The prettiest sunsets I recall from my first seven months are March 24 in Ko Phi Phi, Thailand; April 19 in Agra, India; and this past Tuesday here in Dingle. I remember pink surrounding the Thai palms, orange outlining the Indian riverbank, and a wave of orange and blue above the Irish-green hills and silhouetted trees. It’s only the dates I needed my notes to recall.

Yesterday it was sunny and I was inside the hostel working on the documentary all day. In the afternoon I walked by reception and saw Hugh, who had left on his bike from Dublin the morning after we went out in Temple Bar together. He’d rode 100 miles that first day and then decided biking around Ireland was more work than he was up for. If you aren’t on a bike, Ireland is a small place and you’re bound to run into people on different stops along the way.

If water naturally finds a level, then the backpacker naturally finds the best girl in his hostel. Anita is Swiss and she spends her nights coughing a loud bronchial cough in the bed next to mine.

There’s a good trick you can use if you want to get people together without asking them if they want to go out with you.

“Hey Anita, me and this Australian guy are going to go into town later if you’re interested.”

“Hey Hugh, me and this Swiss girl are heading down to the pub later if you’re interested.”

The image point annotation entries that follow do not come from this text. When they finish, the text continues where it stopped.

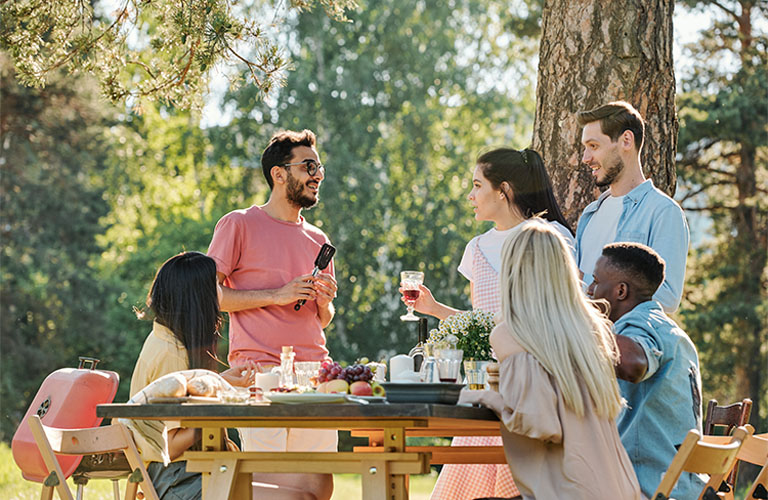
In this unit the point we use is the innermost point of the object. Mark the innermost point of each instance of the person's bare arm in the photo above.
(427, 304)
(633, 363)
(233, 300)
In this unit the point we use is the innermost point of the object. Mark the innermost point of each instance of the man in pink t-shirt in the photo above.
(264, 259)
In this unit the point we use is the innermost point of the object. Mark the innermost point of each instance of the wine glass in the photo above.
(410, 281)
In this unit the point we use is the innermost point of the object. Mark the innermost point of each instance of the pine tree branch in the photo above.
(693, 194)
(711, 208)
(726, 9)
(695, 164)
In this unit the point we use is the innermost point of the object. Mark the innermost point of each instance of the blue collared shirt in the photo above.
(652, 218)
(666, 404)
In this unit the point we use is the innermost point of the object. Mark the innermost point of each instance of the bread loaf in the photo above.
(205, 385)
(172, 385)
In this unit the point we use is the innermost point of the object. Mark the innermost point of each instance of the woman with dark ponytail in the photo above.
(509, 187)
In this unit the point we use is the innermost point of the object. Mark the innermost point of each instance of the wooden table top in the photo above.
(373, 411)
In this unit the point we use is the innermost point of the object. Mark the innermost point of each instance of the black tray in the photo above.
(410, 392)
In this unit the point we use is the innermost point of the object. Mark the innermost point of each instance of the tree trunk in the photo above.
(593, 52)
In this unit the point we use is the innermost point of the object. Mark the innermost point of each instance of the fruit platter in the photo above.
(356, 379)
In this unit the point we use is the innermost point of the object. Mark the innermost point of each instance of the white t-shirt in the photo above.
(600, 231)
(491, 242)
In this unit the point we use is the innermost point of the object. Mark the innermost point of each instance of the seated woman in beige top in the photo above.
(558, 395)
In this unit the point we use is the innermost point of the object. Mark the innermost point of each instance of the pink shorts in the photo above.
(293, 439)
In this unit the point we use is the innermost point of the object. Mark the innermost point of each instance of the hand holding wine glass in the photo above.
(410, 284)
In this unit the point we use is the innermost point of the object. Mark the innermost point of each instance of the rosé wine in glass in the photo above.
(410, 281)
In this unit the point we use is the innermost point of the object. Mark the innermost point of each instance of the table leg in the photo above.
(377, 481)
(221, 483)
(397, 484)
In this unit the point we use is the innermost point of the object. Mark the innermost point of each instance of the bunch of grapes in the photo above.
(332, 370)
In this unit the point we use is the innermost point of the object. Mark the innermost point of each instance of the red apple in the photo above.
(337, 385)
(378, 389)
(361, 388)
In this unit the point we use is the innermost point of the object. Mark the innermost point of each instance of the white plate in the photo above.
(185, 399)
(308, 397)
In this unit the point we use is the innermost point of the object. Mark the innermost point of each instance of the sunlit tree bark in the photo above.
(593, 52)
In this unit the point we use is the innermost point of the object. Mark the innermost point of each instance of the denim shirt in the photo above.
(652, 218)
(666, 404)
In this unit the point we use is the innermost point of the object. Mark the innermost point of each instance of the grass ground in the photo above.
(14, 487)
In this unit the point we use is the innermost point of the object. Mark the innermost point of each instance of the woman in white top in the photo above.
(508, 188)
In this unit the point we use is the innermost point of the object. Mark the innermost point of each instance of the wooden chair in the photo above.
(698, 456)
(720, 421)
(107, 439)
(754, 451)
(759, 489)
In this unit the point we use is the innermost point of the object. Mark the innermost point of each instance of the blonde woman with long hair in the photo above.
(558, 396)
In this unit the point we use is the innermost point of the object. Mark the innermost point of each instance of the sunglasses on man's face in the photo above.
(311, 165)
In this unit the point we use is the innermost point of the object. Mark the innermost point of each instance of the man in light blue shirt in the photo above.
(632, 209)
(658, 370)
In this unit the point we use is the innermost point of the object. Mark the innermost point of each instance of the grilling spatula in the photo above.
(321, 262)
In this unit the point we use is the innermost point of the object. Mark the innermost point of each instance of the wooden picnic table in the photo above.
(384, 464)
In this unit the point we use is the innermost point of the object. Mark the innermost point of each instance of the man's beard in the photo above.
(295, 194)
(612, 171)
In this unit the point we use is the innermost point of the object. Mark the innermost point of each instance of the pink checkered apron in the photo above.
(469, 481)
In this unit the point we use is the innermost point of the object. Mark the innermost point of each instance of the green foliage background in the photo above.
(95, 197)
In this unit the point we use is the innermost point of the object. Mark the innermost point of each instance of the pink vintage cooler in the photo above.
(67, 400)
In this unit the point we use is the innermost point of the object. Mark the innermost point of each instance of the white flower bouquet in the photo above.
(466, 330)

Then you have a group of three and when you stick out your thumb a middle-aged couple will pick you up and take you into town. For reasons I can’t exactly figure out I really liked Antia a lot. She was pretty but not especially so, and she didn’t speak all that much English. I think I was just due to like someone.

We stopped into the Dingle Pub and paid $5 for our pints. Yesterday I spent 25 euros on alcohol and 17 on everything else. Drinking is a pricy habit when you’re on a budget, but one way to help the situation is to skip dinner, which eliminates the cost of food and gets you drunk much cheaper. This was my approach last night and after a couple pubs I was feeling pretty Irish.

Around midnight we shared a pitcher of Sangria and picked where we’d wake up in the morning if we could wake up anywhere we’d been. We guessed eacthother’s siblings. We picked where we’d wake up in the morning if we could wake up anywhere we hadn’t been. Anita’s English had gotten better after her second beer.

The bar was closing so we bought a bottle of wine for the road. Hugh promised to bring the glasses back in the morning even though he knew we were leaving on a 7am bus. We walked along the pier and over to the small, darkened amusement park in the middle of town. There wasn’t a gate so we went in and walked over to the bumper cars and each sat in our own car. We were almost drunk enough to try and power up the generator but not quite. Hugh had pocketed some candles at the bar and Anita lit them and put one on the hood of each of our cars.

Anita wouldn’t sing so I said I would instead. “Something by U2,” Hugh suggested.

“Yeah, we’re in Ireland, it should be something by U2,” I agreed.

I stared out at the boats in the distance and sang all the words I could remember to “One.” Hugh was genuinely impressed, which was sweet.

Then Hugh and Anita decided the bumper car track could be a dance floor and as I attempted “Rock Around the Clock,” they swung around haphazardly.

Half the wine was gone. “Excuse me, the park is closed,” a middle-aged Irishman called over.

“Okay,” we said, and walked out with our wine. Anita thought we should walk home along the water instead of by the road. The scenic route takes three times as long even in the daylight but we trudged through the long, wet grass, trying to stay on the path. I wanted to get home and walked faster than the others. Finally I turned around and saw Hugh and Anita standing still 200 feet behind me. The lights of the town twinkled between their silhouettes. And then their heads moved closer together until all the lights between their faces were eclipsed and I walked home along the road and slept through my alarm.